I feel useful and successful. I feel validated in a way I haven’t in years.

Peter and I are slowly emerging from the haze of early parenthood and a season of career instability.

The money helps. It always helps and anyone who says it doesn’t is lying to you.

“I think I have your next book,” Veronica says.

“Is it about you?” I ask.

“It’s about all of us.”

“I’m listening.”

“What did Bex tell you about Dr. Carmichael?”

The name rings a bell. He was her ob-gyn, I think. He did her fertility treatments. I say as much.

“He was my doctor too. He treats all of us. Or treated. I stopped seeing him. I desperately wanted a daughter, you know. Every time I got pregnant I hoped and I prayed that it would be a girl. A couple of times it was! I knew it from the early tests. But I miscarried each of those times. Each time was after a visit to Dr. Carmichael. That always seemed to satisfy Marsden. He wanted all boys. And I can’t help but wonder what kind of role Dr.
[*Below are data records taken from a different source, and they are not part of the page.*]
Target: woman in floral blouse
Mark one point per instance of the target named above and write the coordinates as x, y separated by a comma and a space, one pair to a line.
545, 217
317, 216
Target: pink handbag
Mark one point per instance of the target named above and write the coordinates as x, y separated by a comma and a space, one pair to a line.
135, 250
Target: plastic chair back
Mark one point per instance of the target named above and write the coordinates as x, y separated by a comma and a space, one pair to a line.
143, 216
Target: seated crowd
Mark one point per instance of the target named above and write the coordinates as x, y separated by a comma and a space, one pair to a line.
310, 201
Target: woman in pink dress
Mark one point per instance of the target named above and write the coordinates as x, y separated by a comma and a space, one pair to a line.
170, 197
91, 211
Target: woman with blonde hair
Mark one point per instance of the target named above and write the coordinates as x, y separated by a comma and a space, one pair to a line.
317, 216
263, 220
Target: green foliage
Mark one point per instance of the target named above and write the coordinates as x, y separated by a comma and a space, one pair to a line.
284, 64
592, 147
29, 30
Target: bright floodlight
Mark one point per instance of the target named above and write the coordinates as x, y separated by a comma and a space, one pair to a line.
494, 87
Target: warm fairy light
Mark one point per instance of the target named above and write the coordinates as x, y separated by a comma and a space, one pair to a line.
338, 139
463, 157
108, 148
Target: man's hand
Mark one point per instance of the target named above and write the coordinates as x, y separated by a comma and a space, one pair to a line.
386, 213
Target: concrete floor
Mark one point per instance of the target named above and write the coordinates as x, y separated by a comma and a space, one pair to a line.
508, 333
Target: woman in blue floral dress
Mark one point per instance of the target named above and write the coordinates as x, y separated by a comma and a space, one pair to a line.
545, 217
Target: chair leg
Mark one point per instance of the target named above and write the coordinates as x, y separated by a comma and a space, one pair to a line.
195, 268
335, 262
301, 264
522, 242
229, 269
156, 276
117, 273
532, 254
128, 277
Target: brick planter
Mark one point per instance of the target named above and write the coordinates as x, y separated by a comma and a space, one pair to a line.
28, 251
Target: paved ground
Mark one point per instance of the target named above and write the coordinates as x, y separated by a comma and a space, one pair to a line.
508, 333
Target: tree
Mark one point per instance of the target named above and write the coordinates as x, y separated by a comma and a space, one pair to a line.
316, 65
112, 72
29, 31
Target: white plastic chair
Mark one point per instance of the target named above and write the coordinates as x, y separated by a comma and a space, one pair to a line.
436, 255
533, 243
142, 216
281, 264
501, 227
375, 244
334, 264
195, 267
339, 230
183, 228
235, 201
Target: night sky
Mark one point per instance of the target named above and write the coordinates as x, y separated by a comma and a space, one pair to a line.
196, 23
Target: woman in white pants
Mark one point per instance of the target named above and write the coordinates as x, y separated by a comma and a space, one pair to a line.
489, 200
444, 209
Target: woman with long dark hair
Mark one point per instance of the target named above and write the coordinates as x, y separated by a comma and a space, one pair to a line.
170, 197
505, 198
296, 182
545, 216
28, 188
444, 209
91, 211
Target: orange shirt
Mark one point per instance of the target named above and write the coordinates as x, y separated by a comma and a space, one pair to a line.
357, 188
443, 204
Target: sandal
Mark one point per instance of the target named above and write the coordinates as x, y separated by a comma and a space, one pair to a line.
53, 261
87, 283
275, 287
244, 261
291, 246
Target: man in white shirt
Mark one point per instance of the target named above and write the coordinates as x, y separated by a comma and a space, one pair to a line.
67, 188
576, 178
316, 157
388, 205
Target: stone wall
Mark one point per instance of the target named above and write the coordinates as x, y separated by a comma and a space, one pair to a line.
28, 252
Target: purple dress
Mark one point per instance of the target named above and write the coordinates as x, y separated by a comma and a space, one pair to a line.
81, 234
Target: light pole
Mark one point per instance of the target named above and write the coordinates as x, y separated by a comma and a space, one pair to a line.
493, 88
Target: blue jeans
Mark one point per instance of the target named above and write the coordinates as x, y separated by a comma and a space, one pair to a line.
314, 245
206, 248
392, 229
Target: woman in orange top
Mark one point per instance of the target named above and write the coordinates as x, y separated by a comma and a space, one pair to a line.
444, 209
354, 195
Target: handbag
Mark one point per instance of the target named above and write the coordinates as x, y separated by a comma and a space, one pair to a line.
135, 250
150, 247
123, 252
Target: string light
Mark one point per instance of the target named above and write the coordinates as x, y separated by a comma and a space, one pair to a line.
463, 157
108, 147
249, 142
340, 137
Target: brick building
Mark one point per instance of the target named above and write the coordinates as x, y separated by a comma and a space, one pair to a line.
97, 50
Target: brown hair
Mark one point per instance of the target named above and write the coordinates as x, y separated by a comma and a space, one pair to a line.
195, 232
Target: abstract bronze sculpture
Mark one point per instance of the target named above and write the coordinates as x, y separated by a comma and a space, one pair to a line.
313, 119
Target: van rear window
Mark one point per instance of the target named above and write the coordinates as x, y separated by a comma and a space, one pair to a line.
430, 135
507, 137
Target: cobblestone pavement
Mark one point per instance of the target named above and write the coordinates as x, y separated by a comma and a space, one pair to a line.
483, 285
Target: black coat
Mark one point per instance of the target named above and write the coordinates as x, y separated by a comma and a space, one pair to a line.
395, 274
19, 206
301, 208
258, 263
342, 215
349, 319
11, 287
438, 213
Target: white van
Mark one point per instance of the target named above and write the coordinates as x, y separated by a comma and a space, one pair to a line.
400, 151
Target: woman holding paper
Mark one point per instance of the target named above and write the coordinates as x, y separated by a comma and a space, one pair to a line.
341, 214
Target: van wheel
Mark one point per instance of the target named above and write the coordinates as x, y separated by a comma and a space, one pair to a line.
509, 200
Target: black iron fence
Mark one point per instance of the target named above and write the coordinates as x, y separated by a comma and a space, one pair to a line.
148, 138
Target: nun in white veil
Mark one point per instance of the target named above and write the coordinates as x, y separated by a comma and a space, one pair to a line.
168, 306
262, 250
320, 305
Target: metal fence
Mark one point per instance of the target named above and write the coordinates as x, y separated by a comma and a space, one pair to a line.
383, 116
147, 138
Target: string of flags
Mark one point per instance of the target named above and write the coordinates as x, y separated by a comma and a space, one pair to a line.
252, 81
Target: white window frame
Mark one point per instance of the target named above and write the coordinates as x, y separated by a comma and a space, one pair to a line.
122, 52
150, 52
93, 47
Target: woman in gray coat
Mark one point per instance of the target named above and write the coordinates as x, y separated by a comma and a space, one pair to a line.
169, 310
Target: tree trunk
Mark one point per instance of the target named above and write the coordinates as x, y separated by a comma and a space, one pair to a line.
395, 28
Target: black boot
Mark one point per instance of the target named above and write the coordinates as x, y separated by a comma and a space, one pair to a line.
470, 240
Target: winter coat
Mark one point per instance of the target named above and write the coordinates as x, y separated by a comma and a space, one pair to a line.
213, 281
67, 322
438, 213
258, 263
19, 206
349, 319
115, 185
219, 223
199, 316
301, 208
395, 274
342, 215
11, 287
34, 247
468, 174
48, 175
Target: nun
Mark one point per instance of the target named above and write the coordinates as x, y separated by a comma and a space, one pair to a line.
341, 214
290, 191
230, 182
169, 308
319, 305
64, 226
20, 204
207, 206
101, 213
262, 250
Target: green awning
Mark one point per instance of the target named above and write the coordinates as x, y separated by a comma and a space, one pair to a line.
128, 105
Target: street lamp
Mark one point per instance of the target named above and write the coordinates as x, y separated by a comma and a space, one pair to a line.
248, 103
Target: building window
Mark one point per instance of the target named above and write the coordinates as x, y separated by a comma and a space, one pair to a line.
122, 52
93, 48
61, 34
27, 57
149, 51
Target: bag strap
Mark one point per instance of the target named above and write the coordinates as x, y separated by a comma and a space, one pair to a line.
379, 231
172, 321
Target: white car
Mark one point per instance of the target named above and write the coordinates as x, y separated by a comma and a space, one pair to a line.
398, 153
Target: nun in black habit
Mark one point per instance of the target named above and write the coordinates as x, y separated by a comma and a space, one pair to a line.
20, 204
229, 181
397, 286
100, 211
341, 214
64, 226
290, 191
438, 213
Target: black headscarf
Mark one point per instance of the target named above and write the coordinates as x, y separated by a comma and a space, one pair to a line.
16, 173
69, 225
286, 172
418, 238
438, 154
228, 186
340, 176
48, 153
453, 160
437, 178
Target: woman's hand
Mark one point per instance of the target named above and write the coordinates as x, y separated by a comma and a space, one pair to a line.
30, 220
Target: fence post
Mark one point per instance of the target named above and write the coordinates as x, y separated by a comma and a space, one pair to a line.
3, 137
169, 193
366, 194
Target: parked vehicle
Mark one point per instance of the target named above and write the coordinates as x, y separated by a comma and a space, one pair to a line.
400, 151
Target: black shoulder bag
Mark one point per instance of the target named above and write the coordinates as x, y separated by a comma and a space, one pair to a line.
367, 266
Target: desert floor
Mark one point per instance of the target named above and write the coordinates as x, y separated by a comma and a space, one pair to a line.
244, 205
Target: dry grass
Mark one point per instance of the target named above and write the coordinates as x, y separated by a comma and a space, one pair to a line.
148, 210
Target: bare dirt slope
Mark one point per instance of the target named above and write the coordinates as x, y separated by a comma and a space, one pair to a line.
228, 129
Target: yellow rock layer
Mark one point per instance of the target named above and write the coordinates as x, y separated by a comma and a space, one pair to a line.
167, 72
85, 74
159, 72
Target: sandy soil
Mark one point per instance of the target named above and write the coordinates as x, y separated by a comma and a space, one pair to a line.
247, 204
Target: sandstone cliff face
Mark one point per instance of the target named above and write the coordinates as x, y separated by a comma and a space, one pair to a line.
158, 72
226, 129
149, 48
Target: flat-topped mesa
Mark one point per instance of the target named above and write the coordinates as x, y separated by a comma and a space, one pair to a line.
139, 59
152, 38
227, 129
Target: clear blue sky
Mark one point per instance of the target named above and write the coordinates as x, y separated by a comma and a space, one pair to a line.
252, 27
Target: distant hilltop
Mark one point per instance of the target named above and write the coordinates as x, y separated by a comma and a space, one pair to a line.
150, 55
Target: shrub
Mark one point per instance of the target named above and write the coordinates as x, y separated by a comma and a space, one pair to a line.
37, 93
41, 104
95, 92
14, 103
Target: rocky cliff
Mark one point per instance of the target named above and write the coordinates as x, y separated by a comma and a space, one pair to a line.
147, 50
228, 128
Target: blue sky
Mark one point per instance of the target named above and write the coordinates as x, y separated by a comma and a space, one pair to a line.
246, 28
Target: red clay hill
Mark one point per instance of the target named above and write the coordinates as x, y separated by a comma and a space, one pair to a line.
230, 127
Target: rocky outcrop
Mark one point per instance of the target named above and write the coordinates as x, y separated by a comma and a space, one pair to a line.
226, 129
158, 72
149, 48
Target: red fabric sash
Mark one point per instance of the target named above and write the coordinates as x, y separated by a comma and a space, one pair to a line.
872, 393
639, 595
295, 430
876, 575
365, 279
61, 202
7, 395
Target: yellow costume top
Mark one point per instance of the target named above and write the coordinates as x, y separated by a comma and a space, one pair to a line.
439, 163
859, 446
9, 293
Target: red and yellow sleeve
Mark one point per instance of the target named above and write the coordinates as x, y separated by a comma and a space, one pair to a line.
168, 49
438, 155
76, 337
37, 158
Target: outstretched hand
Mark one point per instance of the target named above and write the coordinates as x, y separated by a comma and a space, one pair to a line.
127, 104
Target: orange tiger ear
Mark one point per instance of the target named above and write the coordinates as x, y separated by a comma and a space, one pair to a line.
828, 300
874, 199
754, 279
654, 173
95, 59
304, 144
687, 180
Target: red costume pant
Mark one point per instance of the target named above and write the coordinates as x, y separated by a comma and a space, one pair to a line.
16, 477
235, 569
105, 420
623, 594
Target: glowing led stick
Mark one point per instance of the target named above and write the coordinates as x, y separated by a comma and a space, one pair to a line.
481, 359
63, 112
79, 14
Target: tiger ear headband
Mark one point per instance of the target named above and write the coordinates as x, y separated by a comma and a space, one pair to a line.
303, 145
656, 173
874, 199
Carmichael played in helping my husband get exactly what he wanted.

In helping all of the men out here get exactly what they wanted. ”

My jaw drops. I can’t even comprehend what she’s saying. Is she insinuating that Dr. Carmichael made her miscarry her girl babies?

She nods like she can read my mind and whispers, “He’s sick. Someone needs to take that bastard down. You should ask Rebecca about him. He did things to her too. I know it. Olivia told me. We’ll keep you in the book-writing business as long as you want. The prairie is filled with secrets.”

“To be honest, it’s more of a desert out here than a prairie.” I’ve always wanted to say this, ever since I saw the first #PrairieLife hashtag pop up in every rural area in America. “Prairies are typically in the Midwest.”

“This place is whatever we want it to be,” Veronica snipes back. “Think about the book idea. Olivia told me to mention it to you.”

Olivia has made a fortune off of both these women, and off of me. Yet, she blends seamlessly into the background of it all.

I don’t know why I’m so scared to push Olivia more about what she knew about Grayson’s murder and when she knew it, who told her what details.

There’s still something that doesn’t add up for me and I know it has to do with how she manipulated both Bex and Veronica behind the scenes throughout the entire situation, how maybe she even played them off each other when it was beneficial for the outcome.

She’s managed to turn the horrific deaths of two prominent men in this state into a windfall for all of us.

She truly does make her own success every single day.

I’ll push her for answers eventually. I keep promising myself that I will.

I watch Olivia now. She’s helping Bex’s littlest one walk through the garden. I wonder when these kids will decide who they want to be or how they want to brand themselves. How long until they have their own YouTube channels and TikTok accounts?

I wonder if Olivia will still be around when they make those choices. If she’ll be their managers too. I gaze over at her as she holds both the toddler’s chubby hands over his head, helping him walk as Stacy films the two of them in the distance.

Ever the puppet master. Always pulling the strings.